Entonces arranqué la hoja del cuaderno y la guardé en el interior de una carpeta de cartulina roja sobre la que no escribí nada. Tengo varias carpetas con ideas y proyectos, todas ellas identificadas por el correspondiente título. No escribir nada sobre esta era darle un rango especial, la identidad más importante concebible, aquello que no necesita ser nombrado para resultar único e insustituible.

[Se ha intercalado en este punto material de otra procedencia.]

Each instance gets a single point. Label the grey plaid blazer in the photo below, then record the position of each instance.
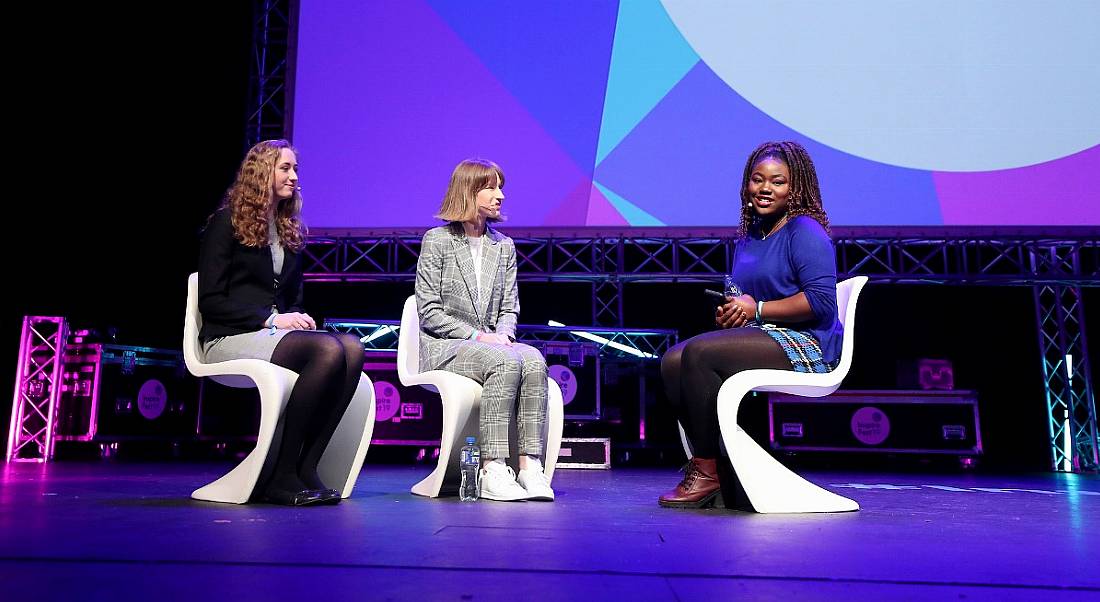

Sin embargo, el tiempo transcurrió sin que me detuviera de nuevo, ni siquiera una vez más, para seguir asomándome tras las importantes puertas contenidas dentro de la carpeta roja o, saltando de la metáfora a la realidad, sobre la cima del monte Pagasarri. En parte se debió a la asombrosa recuperación de mi padre, al que semanas después de la operación vi hacer tímidas flexiones en el centro del pasillo de la casa, entre otras actividades inconcebibles para un anciano retornado de un paseo con la muerte. La cotidiana normalidad recuperada, una rutina con fecha de caducidad, se certificaba de alguna manera, y permitía ir eludiendo la idea del fin.
El médico había pronosticado poco tiempo de vida para nuestro padre, pero él aguantó cuatro años y tres meses más, si bien en los últimos la demencia senil devoró primero y reemplazó luego su cerebro que, desamparado de pensamientos y espíritu, fue contagiando languidez al cuerpo entero hasta traer la muerte.